The US jury found the Palestinian authorities liable for six attacks, with jurors awarding the victims $218.5 million in damages for the bloodshed, which killed 33 people overall, and wounded more than 390. The US Anti-Terrorism Act could allow for that sum to be tripled. Eleven families served as plaintiffs in the case.
The PLO and Palestinian Authority had no immediate comment. None of the victims was in the courtroom Monday for the verdict, but their lawyers called it a victory in the fight against terrorism.
An attorney assisting the prosecution vowed to make the Palestinian authorities pay the damages in full, arguing that if the Palestinian authorities can continue to compensate the families of terrorists, “then they have the money to pay these victims of Palestinian terrorism.”
Nitsana Darshan-Leitner, the director of the Shurat HaDin Israel Law Center, also said Monday evening that the “historic verdict” against the Palestinian leadership proved that “suicide terrorism was indeed their official policy during the Second Intifada.”

“The defendants have already been boasting that they will appeal the decision and we will never collect on the judgment,” a statement from Darshan-Leitner said. “We will not allow them to make a mockery of the US court process, however, and we continue to pursue them until it is paid in full. If the PA and PLO have the funds to pay the families of suicide bombers each month, then they have the money to pay these victims of Palestinian terrorism.”

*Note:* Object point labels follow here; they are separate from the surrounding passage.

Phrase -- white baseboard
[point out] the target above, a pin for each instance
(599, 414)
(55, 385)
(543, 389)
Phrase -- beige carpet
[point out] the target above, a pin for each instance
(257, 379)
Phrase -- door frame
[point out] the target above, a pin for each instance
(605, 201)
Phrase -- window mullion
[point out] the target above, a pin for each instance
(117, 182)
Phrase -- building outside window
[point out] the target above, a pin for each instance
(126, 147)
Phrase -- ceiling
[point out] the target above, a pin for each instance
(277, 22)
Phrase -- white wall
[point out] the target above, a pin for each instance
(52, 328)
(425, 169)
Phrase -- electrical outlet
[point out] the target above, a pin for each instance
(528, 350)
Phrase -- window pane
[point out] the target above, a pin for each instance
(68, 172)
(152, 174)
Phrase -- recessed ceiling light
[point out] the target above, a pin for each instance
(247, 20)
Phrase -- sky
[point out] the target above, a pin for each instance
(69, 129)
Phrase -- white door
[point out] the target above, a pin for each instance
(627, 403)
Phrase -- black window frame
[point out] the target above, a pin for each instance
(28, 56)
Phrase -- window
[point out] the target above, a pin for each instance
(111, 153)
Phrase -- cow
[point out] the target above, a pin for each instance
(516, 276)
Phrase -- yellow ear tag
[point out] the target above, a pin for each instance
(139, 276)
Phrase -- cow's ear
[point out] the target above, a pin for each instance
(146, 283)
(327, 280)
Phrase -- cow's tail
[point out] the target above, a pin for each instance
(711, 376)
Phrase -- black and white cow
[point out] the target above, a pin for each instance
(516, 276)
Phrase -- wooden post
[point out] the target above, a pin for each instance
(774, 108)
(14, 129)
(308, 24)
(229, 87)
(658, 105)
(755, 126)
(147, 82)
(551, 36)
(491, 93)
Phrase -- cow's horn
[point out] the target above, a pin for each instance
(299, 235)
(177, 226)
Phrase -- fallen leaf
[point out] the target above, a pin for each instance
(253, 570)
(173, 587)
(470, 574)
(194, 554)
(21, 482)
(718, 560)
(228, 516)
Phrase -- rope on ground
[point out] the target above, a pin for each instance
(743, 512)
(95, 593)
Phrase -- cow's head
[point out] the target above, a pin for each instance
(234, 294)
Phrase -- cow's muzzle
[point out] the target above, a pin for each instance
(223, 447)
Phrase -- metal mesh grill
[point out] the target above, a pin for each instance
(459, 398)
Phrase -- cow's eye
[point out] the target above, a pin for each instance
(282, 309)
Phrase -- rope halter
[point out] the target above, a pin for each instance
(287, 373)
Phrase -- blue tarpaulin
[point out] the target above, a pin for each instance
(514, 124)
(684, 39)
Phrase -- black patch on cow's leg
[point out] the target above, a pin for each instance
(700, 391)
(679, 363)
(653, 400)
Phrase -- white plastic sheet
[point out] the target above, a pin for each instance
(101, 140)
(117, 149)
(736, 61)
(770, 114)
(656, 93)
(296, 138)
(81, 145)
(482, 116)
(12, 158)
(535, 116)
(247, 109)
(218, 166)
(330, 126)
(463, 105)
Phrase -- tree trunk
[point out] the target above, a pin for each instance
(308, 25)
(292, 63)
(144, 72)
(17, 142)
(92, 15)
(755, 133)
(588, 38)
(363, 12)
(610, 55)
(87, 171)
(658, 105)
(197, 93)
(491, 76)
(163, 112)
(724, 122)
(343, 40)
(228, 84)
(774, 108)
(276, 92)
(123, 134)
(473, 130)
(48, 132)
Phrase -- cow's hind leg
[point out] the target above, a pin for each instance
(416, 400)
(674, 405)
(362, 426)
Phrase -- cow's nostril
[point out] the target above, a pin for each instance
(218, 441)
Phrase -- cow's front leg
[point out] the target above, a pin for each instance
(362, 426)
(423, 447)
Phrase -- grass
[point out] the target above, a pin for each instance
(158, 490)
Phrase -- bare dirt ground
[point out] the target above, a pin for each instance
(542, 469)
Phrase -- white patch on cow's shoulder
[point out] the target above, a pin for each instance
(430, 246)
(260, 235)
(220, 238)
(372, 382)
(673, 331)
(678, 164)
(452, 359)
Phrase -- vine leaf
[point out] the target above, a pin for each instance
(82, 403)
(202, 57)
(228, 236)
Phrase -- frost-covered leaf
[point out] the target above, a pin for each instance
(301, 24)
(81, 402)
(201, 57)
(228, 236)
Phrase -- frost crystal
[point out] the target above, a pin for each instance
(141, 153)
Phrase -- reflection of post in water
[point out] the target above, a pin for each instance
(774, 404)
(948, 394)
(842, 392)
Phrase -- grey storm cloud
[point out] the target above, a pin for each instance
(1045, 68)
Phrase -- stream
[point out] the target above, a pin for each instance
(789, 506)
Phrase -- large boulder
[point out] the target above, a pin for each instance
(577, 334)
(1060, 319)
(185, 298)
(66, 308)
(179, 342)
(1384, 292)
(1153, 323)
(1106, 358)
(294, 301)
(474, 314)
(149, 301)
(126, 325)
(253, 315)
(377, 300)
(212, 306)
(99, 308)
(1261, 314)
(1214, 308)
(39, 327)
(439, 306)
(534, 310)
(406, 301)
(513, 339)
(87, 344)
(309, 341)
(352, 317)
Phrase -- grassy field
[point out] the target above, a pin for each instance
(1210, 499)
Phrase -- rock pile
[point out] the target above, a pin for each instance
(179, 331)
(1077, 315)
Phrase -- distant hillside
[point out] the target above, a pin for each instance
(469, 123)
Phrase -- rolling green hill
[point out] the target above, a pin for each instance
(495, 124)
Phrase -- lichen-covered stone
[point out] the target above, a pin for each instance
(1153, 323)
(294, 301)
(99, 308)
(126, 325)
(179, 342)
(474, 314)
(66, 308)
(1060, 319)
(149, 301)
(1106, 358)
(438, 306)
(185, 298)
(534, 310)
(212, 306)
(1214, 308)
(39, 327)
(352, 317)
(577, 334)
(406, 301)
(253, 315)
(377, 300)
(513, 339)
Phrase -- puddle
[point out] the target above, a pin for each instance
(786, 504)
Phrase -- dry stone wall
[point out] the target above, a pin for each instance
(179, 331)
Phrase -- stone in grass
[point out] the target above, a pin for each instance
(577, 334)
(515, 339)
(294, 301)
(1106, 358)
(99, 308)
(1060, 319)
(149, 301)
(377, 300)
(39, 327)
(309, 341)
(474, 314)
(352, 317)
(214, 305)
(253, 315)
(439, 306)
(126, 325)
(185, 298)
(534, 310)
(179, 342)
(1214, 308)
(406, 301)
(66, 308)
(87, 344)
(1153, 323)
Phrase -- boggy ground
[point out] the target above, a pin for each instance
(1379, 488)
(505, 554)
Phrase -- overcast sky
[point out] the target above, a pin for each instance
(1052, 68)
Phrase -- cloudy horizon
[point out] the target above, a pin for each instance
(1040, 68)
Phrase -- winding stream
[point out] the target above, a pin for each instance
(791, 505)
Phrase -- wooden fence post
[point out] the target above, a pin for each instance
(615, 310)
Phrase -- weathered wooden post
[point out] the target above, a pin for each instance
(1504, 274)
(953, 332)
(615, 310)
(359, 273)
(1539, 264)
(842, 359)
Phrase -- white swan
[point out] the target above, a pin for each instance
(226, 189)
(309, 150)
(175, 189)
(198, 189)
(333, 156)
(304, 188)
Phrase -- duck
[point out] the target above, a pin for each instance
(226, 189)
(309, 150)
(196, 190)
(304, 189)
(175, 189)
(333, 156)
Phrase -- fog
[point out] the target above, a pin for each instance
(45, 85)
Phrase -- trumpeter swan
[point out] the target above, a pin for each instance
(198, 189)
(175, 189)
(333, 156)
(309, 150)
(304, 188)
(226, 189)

The cash-strapped PA is expected to appeal the verdict and protest that it does not have the funds, in part due to a tax freeze imposed on it by Jerusalem after it joined the International Criminal Court in order to pursue war crimes charges against Israel. The conviction and involvement in terror activity will likely give Israel more fodder to counter the Palestinian ICC bid.
Darshan-Leitner said that while the “historic verdict” would not bring the defendants’ relatives back, it “is an important measure of justice and closure for them after their long years of tragic suffering and pain.”
Attorney Kent Yalowitz had urged the Manhattan jury to order the PLO and Palestinian Authority to pay $350 million for providing material support to terrorists involved in six bombings and shootings from 2002 to 2004.
No amount could make up for the human toll, he said. “But if the only thing you can give them is money, then money has to stand in as compensation for the unspeakable loss,” he added.
“It’s about accountability. It’s about justice,” Yalowitz said.
Defense attorney Mark Rochon had argued there was no proof Palestinian authorities sanctioned the attacks as alleged in a 2004 lawsuit brought by 10 American families, even though members of their security forces were convicted in Israeli courts on charges they were involved.
“What they did, they did for their own reasons … not the Palestinian Authority’s,” he said in federal court in Manhattan.
The suit against the PLO and Palestinian Authority and the other against the Jordan-based Arab Bank had languished for years as the defendants challenged the American courts’ jurisdiction. Recent rulings found that they should go forward under the Anti-Terrorism Act, a more than two-decade-old law that allows victims of US-designated foreign terrorist organizations to seek compensation for pain and suffering, loss of earnings and other hardship.
The plaintiffs also relied on internal records showing the Palestinian Authority continued to pay the salaries of employees who were put behind bars in terror cases and paid benefits to families of suicide bombers and gunmen who died committing the attacks.